Arianna Huffington, founder, president and editor-in-chief of The Huffington Post said: “There’s scientific evidence that shows that there’s no such thing as multi-tasking. You think you’re being efficient, you’re actually being stupid. It’s time to move from multi-tasking to celebrating uni-tasking and actually being present in our lives rather than missing it.” Well, I agree!
Research is proving that beyond being impossible, trying to do several things at once can be downright dangerous. Hazards of multitasking is posing concern for errors in the medical field and is one of the main advocacy points for groups supporting the ban on texting while driving.
So what do we do now?
First, we need to change our perceptions about how we actually perform on a daily basis. Ask ourselves if the way we are doing something is really working well? And ask ourselves what IS well-being? Together, as a global society, we need to recognize that our personal and professional choices have a direct impact on problem solving and on well-being. The nature of the workplace, corporate or small business, or even a household, needs to change by recognizing and including wellness as part of their consciousness plan and not just some HR rhetoric or this years’ New Year’s resolution.
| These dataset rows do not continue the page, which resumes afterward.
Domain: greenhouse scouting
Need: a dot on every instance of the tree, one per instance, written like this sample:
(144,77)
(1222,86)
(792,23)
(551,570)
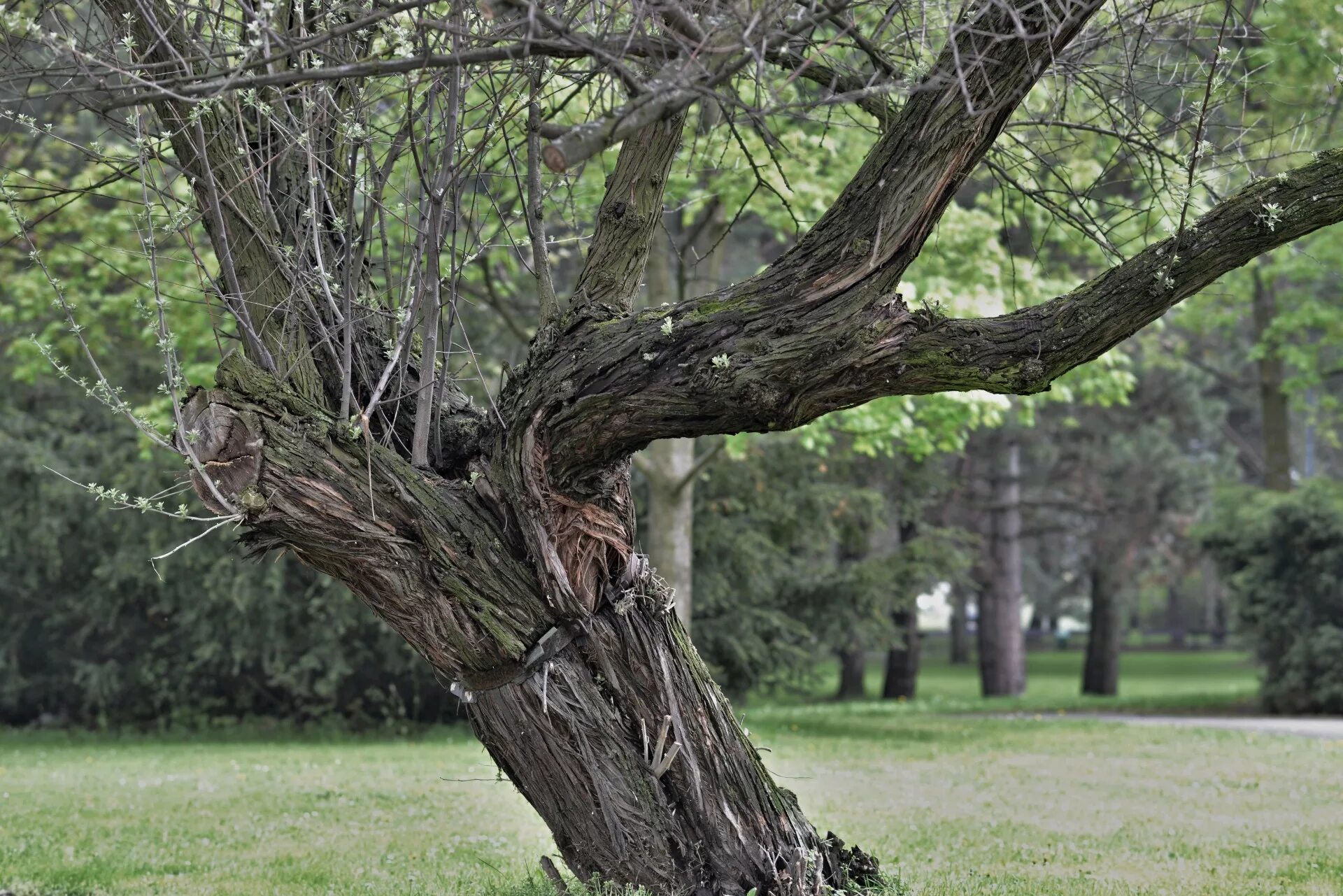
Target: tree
(497,539)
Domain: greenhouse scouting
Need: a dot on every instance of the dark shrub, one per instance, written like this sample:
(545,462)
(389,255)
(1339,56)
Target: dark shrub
(1283,555)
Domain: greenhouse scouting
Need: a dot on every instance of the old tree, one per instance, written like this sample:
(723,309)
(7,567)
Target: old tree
(348,162)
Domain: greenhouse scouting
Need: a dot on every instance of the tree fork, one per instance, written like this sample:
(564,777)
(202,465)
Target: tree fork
(443,562)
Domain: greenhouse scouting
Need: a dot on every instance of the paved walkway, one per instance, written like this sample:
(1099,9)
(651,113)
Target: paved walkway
(1321,727)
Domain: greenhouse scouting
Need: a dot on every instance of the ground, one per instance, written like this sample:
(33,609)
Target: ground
(959,805)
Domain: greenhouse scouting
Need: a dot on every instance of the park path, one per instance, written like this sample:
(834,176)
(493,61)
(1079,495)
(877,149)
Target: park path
(1312,727)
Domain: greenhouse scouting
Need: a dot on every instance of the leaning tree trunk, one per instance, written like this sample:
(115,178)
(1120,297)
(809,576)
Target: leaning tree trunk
(579,678)
(1100,671)
(1002,646)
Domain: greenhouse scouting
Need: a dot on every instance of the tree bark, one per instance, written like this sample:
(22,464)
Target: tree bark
(1100,669)
(569,675)
(959,627)
(1274,406)
(903,660)
(508,562)
(1002,646)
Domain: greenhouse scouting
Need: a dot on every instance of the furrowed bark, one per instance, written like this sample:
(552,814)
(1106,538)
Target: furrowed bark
(448,564)
(793,355)
(630,213)
(509,566)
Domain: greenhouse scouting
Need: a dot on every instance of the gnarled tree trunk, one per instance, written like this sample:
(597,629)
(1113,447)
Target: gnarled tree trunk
(500,544)
(588,695)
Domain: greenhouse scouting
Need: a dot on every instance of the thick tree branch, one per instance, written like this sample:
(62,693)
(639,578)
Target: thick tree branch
(730,362)
(630,211)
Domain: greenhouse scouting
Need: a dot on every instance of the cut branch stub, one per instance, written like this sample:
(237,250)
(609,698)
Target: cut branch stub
(227,446)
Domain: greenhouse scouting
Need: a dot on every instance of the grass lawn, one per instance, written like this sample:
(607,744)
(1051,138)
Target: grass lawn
(958,805)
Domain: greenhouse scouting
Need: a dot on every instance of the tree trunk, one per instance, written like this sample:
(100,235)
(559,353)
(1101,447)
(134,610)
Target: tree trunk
(557,637)
(671,523)
(1276,418)
(1100,671)
(959,627)
(1175,617)
(853,664)
(903,660)
(1002,649)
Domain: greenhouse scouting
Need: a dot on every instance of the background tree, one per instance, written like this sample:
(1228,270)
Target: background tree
(346,164)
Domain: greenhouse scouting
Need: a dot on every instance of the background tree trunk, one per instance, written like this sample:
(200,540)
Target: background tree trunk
(959,627)
(1002,649)
(1175,616)
(671,522)
(903,660)
(1276,417)
(1100,671)
(578,675)
(853,664)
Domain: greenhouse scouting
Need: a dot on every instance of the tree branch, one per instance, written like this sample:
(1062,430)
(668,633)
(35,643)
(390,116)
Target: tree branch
(630,211)
(734,362)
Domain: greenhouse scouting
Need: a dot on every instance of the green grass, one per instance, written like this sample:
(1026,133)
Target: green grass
(957,805)
(1194,680)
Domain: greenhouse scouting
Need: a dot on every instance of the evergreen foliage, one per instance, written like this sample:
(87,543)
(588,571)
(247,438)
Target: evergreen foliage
(1284,559)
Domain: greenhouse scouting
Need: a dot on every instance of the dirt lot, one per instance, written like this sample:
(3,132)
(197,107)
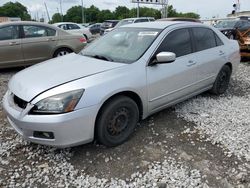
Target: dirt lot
(203,142)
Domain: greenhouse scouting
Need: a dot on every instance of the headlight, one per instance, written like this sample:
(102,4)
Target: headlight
(61,103)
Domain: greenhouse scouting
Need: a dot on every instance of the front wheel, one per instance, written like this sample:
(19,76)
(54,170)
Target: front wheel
(222,80)
(117,121)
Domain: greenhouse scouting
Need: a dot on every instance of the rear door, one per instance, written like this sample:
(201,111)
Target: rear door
(172,81)
(10,46)
(210,55)
(38,43)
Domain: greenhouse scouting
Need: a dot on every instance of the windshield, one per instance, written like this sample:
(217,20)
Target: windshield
(124,22)
(123,45)
(225,24)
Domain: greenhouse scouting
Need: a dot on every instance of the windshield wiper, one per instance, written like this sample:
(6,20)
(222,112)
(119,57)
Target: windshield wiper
(101,57)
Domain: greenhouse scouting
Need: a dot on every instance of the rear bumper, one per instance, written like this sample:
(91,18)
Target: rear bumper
(69,129)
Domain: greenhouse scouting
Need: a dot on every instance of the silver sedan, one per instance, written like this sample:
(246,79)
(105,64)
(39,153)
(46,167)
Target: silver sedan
(24,43)
(121,78)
In healthy corporate cultures we are starting to see the expansion of wellness initiatives. Some leading companies are adding more innovative and connective approaches to health and wellbeing by creating nap rooms – a place where employees can go to de-stress. We have long known that taking breaks is an essential step in preventing illness – including the prevention of musculoskeletal disorders, depression and other stress-related illnesses. Yoga and meditation sessions, Zumba classes and reduced gym memberships are beginning to be integrated into the healthy work atmosphere. Even Apple’s founder Steve Jobs once said that his best ideas came after Zen meditation. This example of mindful policy making is gaining worldwide attention and respect from world leaders – and continues to show a positive impact both on bottom line profit margins and personal wellbeing.
I believe that taking action, by making the healthiest decisions we can by utilizing the information we have on hand, is paramount. Each of us should ask our employers about wellness in the workplace, talk to our coworkers about healthy habits, and include our families in our collaborative well-plans. Let’s ask ourselves: are we making the most conscious and safest choices? Chances are – there is room for improvement!